Podcasting Guru Eric Nuzum's Advice on Digital Storytelling
With nearly one million podcasts to choose from, how can anyone be successful?
Canton native Eric Nuzum has developed a number of popular podcasts, from the “TED Radio Hour” to “Invisibilia.” His new book, “Make Noise – A Creator’s Guide to Podcasting and Great Audio Storytelling,” shares some of his personal successes and failures. He also traces the story of the podcast medium itself, which he says launched with a handful of interview shows in the early 2000s.
“Then 2005 comes, and you see people starting to use this as a way to redistribute radio programs, like 'Fresh Air' or 'This American Life,'” Nuzum said. “From there you start seeing people using the medium as kind of like a hobby, a fun space."

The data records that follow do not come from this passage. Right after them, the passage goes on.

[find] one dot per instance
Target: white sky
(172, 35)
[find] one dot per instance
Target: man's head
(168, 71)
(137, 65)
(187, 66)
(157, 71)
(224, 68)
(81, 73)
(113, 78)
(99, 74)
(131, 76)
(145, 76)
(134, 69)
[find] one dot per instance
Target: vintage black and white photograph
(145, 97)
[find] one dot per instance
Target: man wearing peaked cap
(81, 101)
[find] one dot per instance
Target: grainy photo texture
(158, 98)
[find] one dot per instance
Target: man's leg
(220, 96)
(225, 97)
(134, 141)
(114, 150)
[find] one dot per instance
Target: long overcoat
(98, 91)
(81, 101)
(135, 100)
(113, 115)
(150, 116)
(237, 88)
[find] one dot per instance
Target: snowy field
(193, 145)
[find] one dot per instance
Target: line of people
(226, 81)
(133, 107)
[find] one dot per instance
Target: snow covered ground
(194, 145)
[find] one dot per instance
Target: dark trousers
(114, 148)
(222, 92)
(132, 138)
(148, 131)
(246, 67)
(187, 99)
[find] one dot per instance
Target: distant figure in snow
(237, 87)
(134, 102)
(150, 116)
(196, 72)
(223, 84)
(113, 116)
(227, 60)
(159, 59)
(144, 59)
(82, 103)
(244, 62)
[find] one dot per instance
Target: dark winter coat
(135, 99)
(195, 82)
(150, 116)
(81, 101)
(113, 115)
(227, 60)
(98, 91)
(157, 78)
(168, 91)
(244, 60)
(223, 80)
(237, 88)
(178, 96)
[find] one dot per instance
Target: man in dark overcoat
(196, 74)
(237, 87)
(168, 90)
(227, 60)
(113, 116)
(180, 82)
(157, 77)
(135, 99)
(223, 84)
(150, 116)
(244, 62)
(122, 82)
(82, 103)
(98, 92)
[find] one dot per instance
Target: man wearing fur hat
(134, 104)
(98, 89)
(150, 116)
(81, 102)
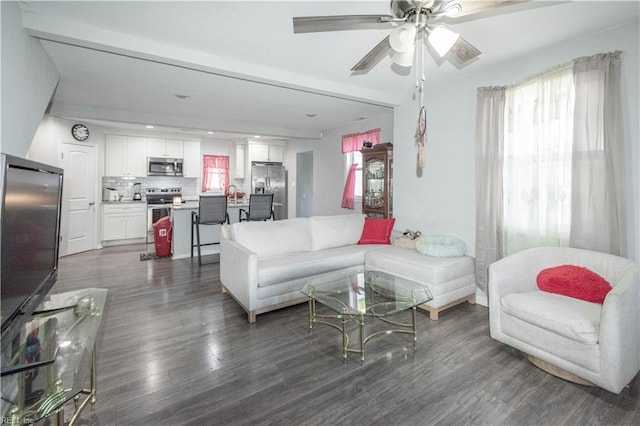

Nuzum said some of the podcasting world’s biggest successes, like Marc Maron's “W.T. F.,” "The Joe Rogan Experience," and “99 Percent Invisible,” all started during this time when the stakes were low and people were experimenting with formats. Networks like Gimlet and Wondery and media companies like Spotify turned podcasting into a major enterprise.
Nuzum estimates that there are about 900,000 podcasts on the web and more on the way, and many companies are working on what he calls a “discoverability problem,” with little success.
“Their discovery tools are being built to make sure you land on their podcasts or the ones where they have relationships with, rather than really understanding how to build a relationship with the listener,” he said. “Eventually, someone's going to figure out the long-term strategy that works is serving people by giving them what they need rather than what I need them to do.”
A 2019 Pew Research Center report compared radio versus podcasting listening habits. Over a 10-year period, radio listening has remained steady with about 89% of Americans reporting they listen to the radio at least once a week. Podcast consumption has grown over that same time span and 22% of respondents reported listening to a least one podcast in a week. Nuzum said traditional radio is still very much alive.
“I'm never going to want to listen to an Indians game on a podcast a couple hours later. I want to hear it live," he said. "Will radio change? Certainly. Will it focus on the things it does best with a different set of of listening options? Absolutely. But, there still will be a huge presence left for radio for as long as I can see.”
Nuzum added that the ability of podcasting to deliver special programs to very specific audiences is both a blessing and a curse.
“Let's say that I collect autographs of movie stars, and there's a bunch of other people who like to do that. We have a place where we can get together and have a conversation. And that's the beauty of podcasting,” he said. “But the disadvantage of having that walled garden of a community is we're spending more time in this little group and not thinking about the larger community that we live in.”